Chau's diary, which his family provided to The Washington Post, is an adventure. novels that he read once. He arrived in Andamans on October 16 and paid the fishermen to take him by boat to the island by night on November 14, thus avoiding patrol lights en route. When the sun rose, Chau approached the tribe. The women started "looing and chatting," he wrote, and he was confronted with men armed with bows and arrows. "My name is John, I love you and Jesus loves you," he shouted before retiring.

On the second day, he took a kayak tour on the island and tried to offer the tribe small gifts: fish, scissors, cordon and safety pins. A man in white with a crown, possibly made of flowers, shouted to him. He responded by singing "songs of worship and hymns" and the tribe is you. A miner shot him an arrow, piercing his waterproof Bible. Chau escaped on foot through the mangroves.

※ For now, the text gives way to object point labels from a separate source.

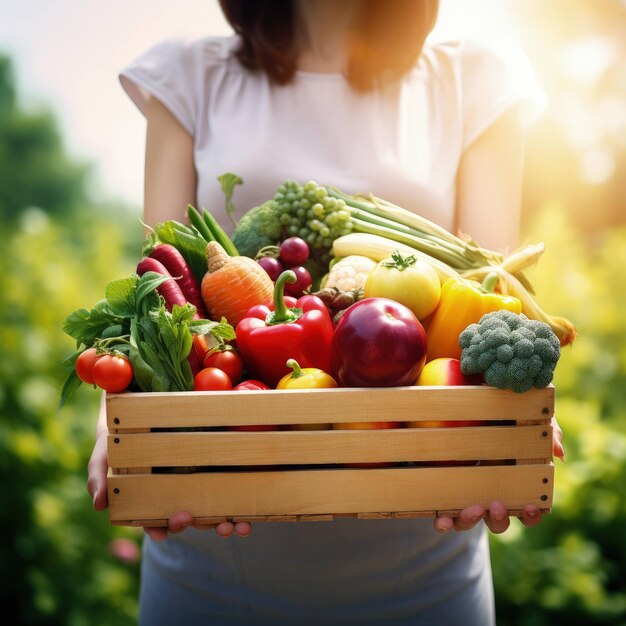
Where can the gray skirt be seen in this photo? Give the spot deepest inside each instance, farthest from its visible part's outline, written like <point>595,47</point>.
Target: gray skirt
<point>347,571</point>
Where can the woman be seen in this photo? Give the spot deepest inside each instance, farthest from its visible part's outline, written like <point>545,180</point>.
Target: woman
<point>345,93</point>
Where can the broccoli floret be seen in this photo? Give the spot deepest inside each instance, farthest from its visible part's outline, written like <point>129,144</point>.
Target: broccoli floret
<point>510,350</point>
<point>259,227</point>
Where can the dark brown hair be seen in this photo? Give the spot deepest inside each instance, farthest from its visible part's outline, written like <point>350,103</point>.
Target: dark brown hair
<point>385,43</point>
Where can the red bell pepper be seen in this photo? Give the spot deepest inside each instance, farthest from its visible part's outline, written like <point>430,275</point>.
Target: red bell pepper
<point>290,329</point>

"Lord, is this island the last fortress of Satan where no one has heard or even had a chance to hear your name?" he wrote.

On the third day, he was convinced that he was going to die.

"Watching the sunset and it's nice – crying a bit … wondering if it will be the last sunset, I see," wrote. He asked the fishermen to drop him on the beach. They came back the next day and saw members of the tribe dragging Chau's body

These fishermen were arrested, as was a friend of Chau who helped organize the cruise. The police still have no strategy to recover his body or face the inhabitants of the island, said Pathak.

Chau's friends in the islands are still afflicted and mystified by the whole episode.

"He definitely lost his mind," Snoeij said. "But ask any adventurer, you must lose your head a little, otherwise you will not do it."

(With the exception of the title, this story was not published by NDTV staff and was published in a syndicated feed.)